Pirouettes sauvages
Il commençait à faire noir quand on est parti en éclaireur.
J’avais mes skis aux pieds. Mon grand avait sa petite planche sans fixations sous le bras. On a traversé la rue principale du village et on a pris le bord du bois.
On était en fin d’après-midi. Il neigeait à plein ciel. Dans la pénombre, c’est moins gênant de se faufiler à côté de la maison du voisin d’en face dans l’espoir de trouver un sentier, de faire une descente dans la vallée où coule la rivière Colombier.
On était là en congé de Noël. Chez mon vieux père qui lui était occupé à pelleter la neige à mesure qu'elle tombait. Chacun sa façon de profiter d'une bordée.
À l'orée du bois, on a trouvé une trail. À Colombier, personne ne fait du ski. Et tous les sentiers sont des trails d’engins à moteur.
Ça glissait bien dans la neige nouvelle. Mais après une belle petite descente, on a frappé un mur.
Plusieurs épinettes étaient tombées dans notre sentier. L’embâcle était infranchissable. Mais mon grand était content de sa descente et voulait continuer.
C’est le fun quand on cherche pis que c’est l’aventure.
On a remonté la pente. On s’est aventuré dans une autre direction. On a trouvé à une clôture. Devant nous s’étendait un des rares champs encore en vie dans ce village où l’agriculture n’a pas réussi à s’enraciner.
On était à l’orée de la fermette du deuxième voisin d’en face, Luc. Devant un champ où mon père va souvent ramasser des fraises et des bleuets sauvages.
Je me suis dit que ça nous donnait la permission d’y aller pour la neige.
On a sauté la clôture. On a pris le champ. Et le monde s’est ouvert devant nous.

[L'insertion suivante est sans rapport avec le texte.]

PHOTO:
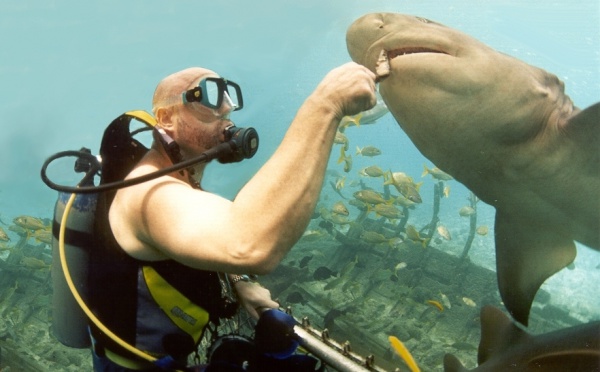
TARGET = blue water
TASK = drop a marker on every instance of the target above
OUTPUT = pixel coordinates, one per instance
(69, 67)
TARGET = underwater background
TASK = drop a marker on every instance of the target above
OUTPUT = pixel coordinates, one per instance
(69, 68)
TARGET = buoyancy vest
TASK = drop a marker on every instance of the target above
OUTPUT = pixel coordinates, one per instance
(160, 307)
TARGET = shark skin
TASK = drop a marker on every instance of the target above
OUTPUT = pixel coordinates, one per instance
(504, 129)
(505, 347)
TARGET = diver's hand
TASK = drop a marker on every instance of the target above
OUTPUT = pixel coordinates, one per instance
(348, 89)
(254, 297)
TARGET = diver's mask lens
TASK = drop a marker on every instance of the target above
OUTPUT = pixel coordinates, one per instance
(212, 92)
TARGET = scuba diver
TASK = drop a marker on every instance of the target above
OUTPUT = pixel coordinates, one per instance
(161, 246)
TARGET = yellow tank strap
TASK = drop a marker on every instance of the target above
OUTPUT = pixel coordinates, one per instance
(143, 116)
(188, 316)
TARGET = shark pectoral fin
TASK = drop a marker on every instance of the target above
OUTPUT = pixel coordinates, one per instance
(527, 253)
(585, 126)
(498, 333)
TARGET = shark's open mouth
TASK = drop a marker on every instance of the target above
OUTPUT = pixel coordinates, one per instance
(410, 50)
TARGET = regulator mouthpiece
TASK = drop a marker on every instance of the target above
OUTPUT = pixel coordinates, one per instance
(243, 141)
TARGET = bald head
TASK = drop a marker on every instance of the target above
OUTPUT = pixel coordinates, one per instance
(174, 84)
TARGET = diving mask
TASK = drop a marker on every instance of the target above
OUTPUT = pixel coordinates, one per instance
(212, 91)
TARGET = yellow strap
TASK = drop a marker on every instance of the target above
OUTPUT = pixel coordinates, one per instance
(126, 362)
(188, 316)
(142, 116)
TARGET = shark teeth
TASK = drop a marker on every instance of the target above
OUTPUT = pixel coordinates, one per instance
(410, 50)
(382, 66)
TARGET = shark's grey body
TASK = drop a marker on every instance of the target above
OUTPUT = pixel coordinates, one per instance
(505, 347)
(501, 127)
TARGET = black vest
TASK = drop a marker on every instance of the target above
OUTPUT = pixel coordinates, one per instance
(121, 299)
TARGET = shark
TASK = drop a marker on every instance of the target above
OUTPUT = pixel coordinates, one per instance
(504, 129)
(506, 347)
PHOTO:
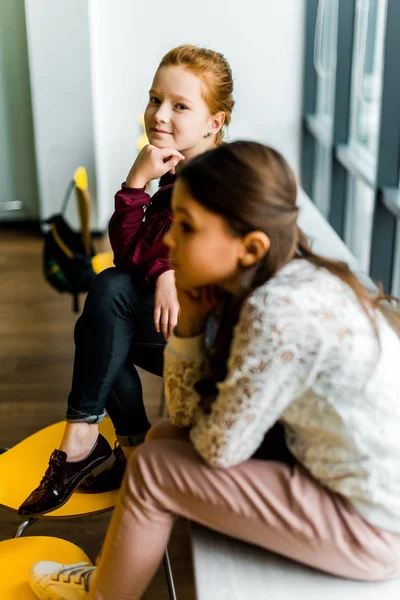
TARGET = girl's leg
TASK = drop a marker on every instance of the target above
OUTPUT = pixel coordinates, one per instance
(116, 314)
(270, 504)
(117, 320)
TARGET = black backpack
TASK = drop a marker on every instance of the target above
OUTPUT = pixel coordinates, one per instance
(69, 259)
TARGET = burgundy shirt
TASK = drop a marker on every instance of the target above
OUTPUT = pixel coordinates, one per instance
(137, 229)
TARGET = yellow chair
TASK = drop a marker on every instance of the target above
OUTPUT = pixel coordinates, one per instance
(18, 556)
(102, 260)
(19, 476)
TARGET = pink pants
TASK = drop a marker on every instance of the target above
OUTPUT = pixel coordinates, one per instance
(267, 503)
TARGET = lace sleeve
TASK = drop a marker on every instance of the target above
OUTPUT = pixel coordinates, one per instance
(271, 362)
(184, 365)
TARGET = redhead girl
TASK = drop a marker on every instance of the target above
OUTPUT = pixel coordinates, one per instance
(284, 431)
(130, 311)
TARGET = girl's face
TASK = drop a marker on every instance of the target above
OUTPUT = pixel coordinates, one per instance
(177, 116)
(203, 251)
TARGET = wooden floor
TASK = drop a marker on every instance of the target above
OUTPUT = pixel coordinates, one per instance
(36, 353)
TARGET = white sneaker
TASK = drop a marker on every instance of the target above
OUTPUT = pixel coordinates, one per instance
(53, 581)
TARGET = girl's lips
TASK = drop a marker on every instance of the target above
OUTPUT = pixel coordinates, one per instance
(160, 132)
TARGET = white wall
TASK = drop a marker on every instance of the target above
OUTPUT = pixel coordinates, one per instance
(59, 61)
(262, 39)
(17, 158)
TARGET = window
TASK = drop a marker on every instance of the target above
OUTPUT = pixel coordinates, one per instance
(351, 127)
(360, 211)
(367, 72)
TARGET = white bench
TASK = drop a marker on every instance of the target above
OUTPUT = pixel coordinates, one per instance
(226, 569)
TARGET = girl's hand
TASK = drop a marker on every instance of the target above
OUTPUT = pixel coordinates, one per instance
(196, 306)
(166, 307)
(152, 163)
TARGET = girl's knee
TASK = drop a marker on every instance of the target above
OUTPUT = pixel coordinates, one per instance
(164, 430)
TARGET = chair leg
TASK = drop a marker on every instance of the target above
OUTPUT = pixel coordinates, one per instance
(163, 405)
(24, 525)
(168, 576)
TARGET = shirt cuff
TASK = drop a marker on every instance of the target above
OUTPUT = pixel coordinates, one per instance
(192, 348)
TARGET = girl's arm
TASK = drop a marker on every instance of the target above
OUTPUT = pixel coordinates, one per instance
(184, 365)
(125, 222)
(272, 361)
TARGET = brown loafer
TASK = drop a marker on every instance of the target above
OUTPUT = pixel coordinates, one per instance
(109, 479)
(63, 477)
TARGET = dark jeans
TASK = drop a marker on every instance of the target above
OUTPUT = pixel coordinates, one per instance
(114, 333)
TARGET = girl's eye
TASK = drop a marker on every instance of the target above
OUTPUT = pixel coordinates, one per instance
(185, 227)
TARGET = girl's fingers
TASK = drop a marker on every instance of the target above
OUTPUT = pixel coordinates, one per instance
(157, 314)
(173, 320)
(165, 323)
(171, 163)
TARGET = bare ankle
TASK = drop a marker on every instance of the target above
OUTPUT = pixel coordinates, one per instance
(79, 439)
(127, 450)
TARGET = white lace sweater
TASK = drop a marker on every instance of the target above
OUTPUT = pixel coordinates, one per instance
(303, 352)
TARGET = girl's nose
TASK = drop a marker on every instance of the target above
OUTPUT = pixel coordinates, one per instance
(168, 241)
(162, 114)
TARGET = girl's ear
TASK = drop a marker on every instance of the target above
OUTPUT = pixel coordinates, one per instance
(254, 247)
(216, 123)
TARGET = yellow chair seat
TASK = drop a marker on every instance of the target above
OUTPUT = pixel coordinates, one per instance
(23, 466)
(102, 261)
(18, 555)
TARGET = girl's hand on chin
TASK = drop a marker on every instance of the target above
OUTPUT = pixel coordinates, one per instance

Le champ descendait par paliers dans la vallée. Derrière, on voyait des collines qui font partie des Laurentides même si elles sont sur la Côte-Nord.
J’ai dévalé en douceur le premier palier du champ en collant mes deux skis pour creuser une piste. Puis mon grand a descendu là-dedans en équilibre précaire sur sa petite planche.
On aurait pu revirer de bord. On a plutôt poussé jusqu’au deuxième palier du champ. Et fiston a lâché un cri d’excitation. Dans cette pente, le dénivelé skiable dépassait cing mètres! Et un ravin formait un invitante cuvette.
On en a profité en accumulant les descentes pendant que la neige et la nuit nous tombaient dessus.
On est resté jusqu’à la faim, puis on est rentré souper. Mais fiston avait déjà une suite dans ses idées.
Je veux y retourner avec ma grosse planche.
On est revenu en force le lendemain matin, deux fois plus nombreux. Mon père nous servait de guide. Ma blonde nous servait de photographe. Mon fils transportait sa planche à neige dans un traineau à bois fabriqué par mon père avec une vieille paire de skis.
Il faisait tout juste en bas de zéro. Nos traces de la veille avaient presque disparu sous une couche de poudreuse cristalline.
Au passage, notre guide nous a pointé les spots où il ramasse des petites fraises et des bleuets en été. Puis il a gagné son salaire de bénévole en nous faisant découvrir un chemin de tracteur qu’on avait manqué dans l’obscurité. Et il nous a regardé glisser dans une neige magique qu’on fendait comme de l’eau.
Un bosquet nous a servi de sous-bois. Une grosse bosse est devenue un saut pour planchiste. Puis on a dérivé vers la cuvette qui avait fait notre bonheur la vieille.
Sur sa grosse planche, mon grand l’a transformé en demi-lune – ou du moins en quart de lune où il prenait son envol pour faire des pirouettes.
Ces pirouettes-là sont comme les fraises et les bleuets sauvages que mon père ramasse ici l’été. Plus petites et plus rares que celles qu’on achète en vrac dans les parcs à neige des stations de skis. Mais aussi plus savoureuses.
Même pour moi qui regardait mon fils les ramasser au vol.